Мы седлаем лошадей и едем обратно на ферму. Лошади, похоже, знают дорогу, и это радует, потому что я не уверен, что я её знаю, и я так себе наездник. Я могу держаться в седле, но с усилием.

Через полчаса мы подъезжаем к амбару, разнуздываем лошадей и отпускаем их на восточное пастбище. Я убираю на место сёдла и упряжь. К этому времени уже совсем темно, мои чувства и мысли кружатся в безумном смятении. Не знаю, что сейчас будет и чего вообще ждать. Чего я хочу. Я боюсь того, что чувствую. Боюсь того, что, я уверен, чувствует Рейган. Не уверен, что готов к тому, что произошло, к той сильной связи, которая только что была создана между нами.

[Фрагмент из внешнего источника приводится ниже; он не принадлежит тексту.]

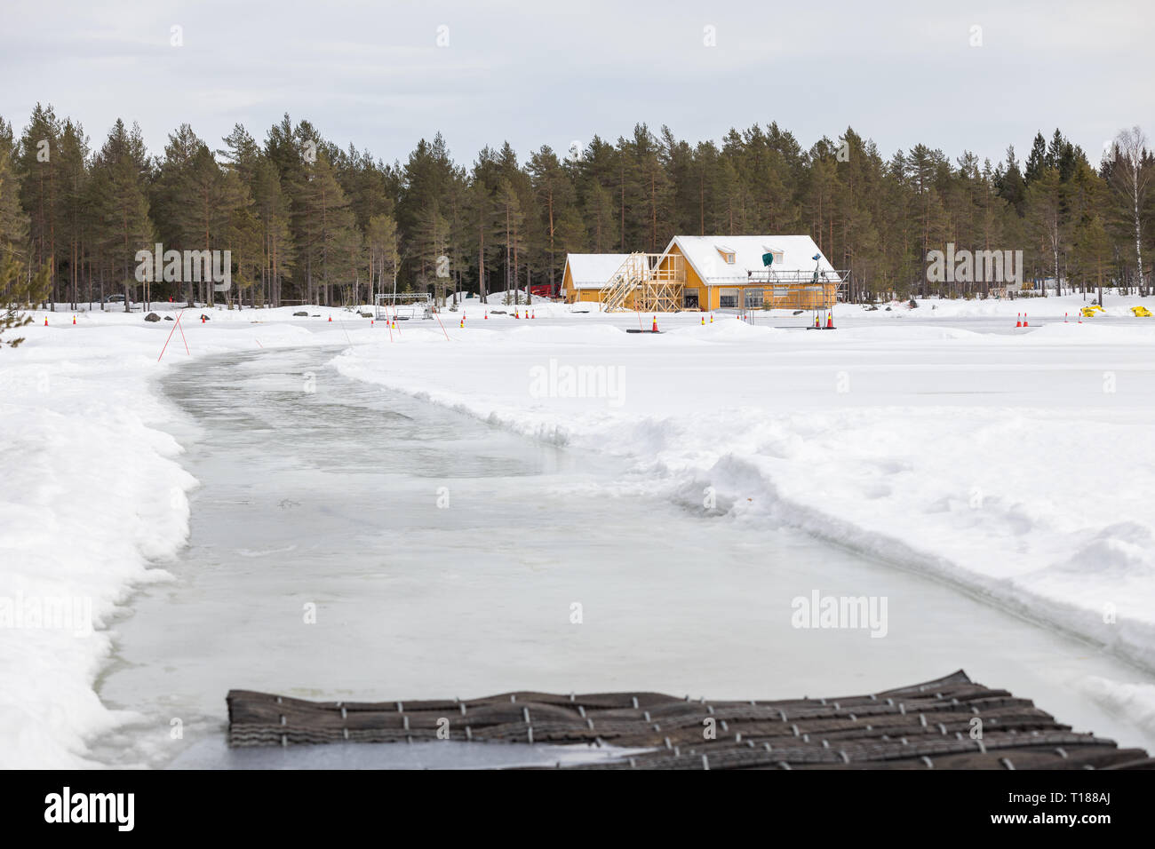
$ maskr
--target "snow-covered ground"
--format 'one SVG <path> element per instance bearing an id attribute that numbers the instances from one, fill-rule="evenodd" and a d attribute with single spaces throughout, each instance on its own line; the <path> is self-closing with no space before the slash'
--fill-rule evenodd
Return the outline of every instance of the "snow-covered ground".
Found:
<path id="1" fill-rule="evenodd" d="M 787 312 L 686 313 L 657 316 L 656 336 L 626 333 L 649 315 L 535 301 L 527 321 L 491 300 L 395 330 L 322 307 L 195 310 L 171 340 L 174 322 L 141 313 L 33 313 L 28 342 L 0 352 L 0 680 L 17 683 L 0 688 L 0 765 L 85 762 L 120 721 L 92 691 L 102 627 L 164 578 L 195 486 L 155 380 L 231 350 L 343 345 L 348 377 L 617 455 L 655 493 L 932 573 L 1155 669 L 1155 319 L 1128 312 L 1142 299 L 1109 296 L 1081 325 L 1079 296 L 841 306 L 835 333 Z M 72 618 L 35 624 L 52 599 Z M 1149 685 L 1086 692 L 1155 715 Z"/>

До сих пор это был своеобразный танец: притяжение и взаимная эмоциональная потребность сближали нас, создавая химические реакции в виде сексуального пыла. Но, помимо очевидного, было и нечто большее, тот подтекст, вплетение в отношения которого я, по крайней мере, не ожидал. И теперь, когда мы пришли к логическому концу этой химии, наши отношения каким-то образом выросли, углубились, расширились, и это пугает меня. Я не знаю, готов ли к этому, способен ли я на такую глубину. Тот ли я человек, в каком Рейган нуждается, и какого заслуживает.

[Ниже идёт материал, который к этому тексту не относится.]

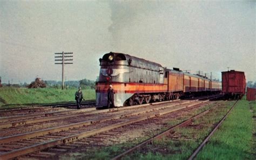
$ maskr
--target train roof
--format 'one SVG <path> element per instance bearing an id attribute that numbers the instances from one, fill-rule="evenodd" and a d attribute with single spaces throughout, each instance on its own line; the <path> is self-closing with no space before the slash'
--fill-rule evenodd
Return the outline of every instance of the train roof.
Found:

Я допускаю, что мы вместе пойдём в дом?

Стою в открытой двери амбара и смотрю на угасающий красновато-пурпурно-оранжевый отблеск заходящего за домом солнца. Рейган позади меня. Я чувствую, как она приближается. Как прижимается ко мне, её подбородок упирается в мою спину, руки, обнимая, кружат по торсу, ладони вжимаются в грудь.

— Дерек? Что будем делать? — похоже, Рейган тоже в смятении, как и я.

Я ведь думал, что секс упростит или хотя бы прояснит наши отношения. А оказалось, что он углубил оттенки и обострил грани нашего взаимодействия, сделав нашу и без того запутанную ситуацию ещё более сложной.

Я должен ей за мою силу. Проявить решительность. Или, по крайнем случае, я обязан быть с ней хоть капельку честным.

— Я не знаю. То, что произошло между нами, Рейган… больше обычного, — я кладу ладони поверх её рук, потому что по непонятной причине это облегчает мне моё откровение. — И я не знаю, что из этого следует. Что с этим делать.

— Ты боишься?

Состояние очень похожее на начало боя: когда чувствуешь страх и знаешь, что придётся столкнуться с паникой, признаться себе в этом, принять и пропустить через себя, преодолеть, подняться и справиться со всем возможным дерьмом в себе, несмотря ни на что.

— Да.

Рейган ныряет мне под руку, проскальзывая вдоль бока, чтобы мы оказались лицом к лицу, и смотрит на меня.

— Я тоже. Не ожидала такого. — Рейган водит ладонями по моей груди вверх-вниз. Взгляд её глаз такой нежный, такой понимающий… — Давай выясним это вместе? Пожалуйста.

Рейган делает шаг назад, в сторону дома. Протягивает мне руку. Не думаю, что имею хоть малейшее понятие, на что соглашаюсь, но всё равно беру её за руку, и мы бок о бок идем к дому.

Каждый момент нашего движения – картинка в обрамлении: гравий, хрустящий под моими ботинками; взгляд сбоку на Рейган – её медовые волосы треплет и развевает ветер, сиськи чуть подпрыгивают при ходьбе; густой клок белого облака, затенённый спустившейся ночью, висит над домом; наши ноги топают по деревянным ступеням крыльца; сетчатая дверь-ширма со скрипом открывается; пауза; захлопывается.

Я следую за ней по лестнице. Пялюсь на задницу Рейган, которая качается передо мной из стороны в сторону с каждым шагом. Скольжу взглядом по череде фотографий, устилающих стену вдоль лестницы; от чёрно-белых и цвета сепии, до выцветших фото семидесятых — девяностых годов. Том в детстве, парадное фото Тома времени пребывания в Корпусе. Рейган, Том и его отец. Отвожу взгляд от неё. Наваливается чувство вины. Я останавливаюсь, пристально разглядываю Тома, Рейган и Карла. Должно быть, снимок сделан как раз перед первой военной миссией Тома, как раз тогда, когда они с Рейган сбежали из дома. Они оба очень молоды, почти дети.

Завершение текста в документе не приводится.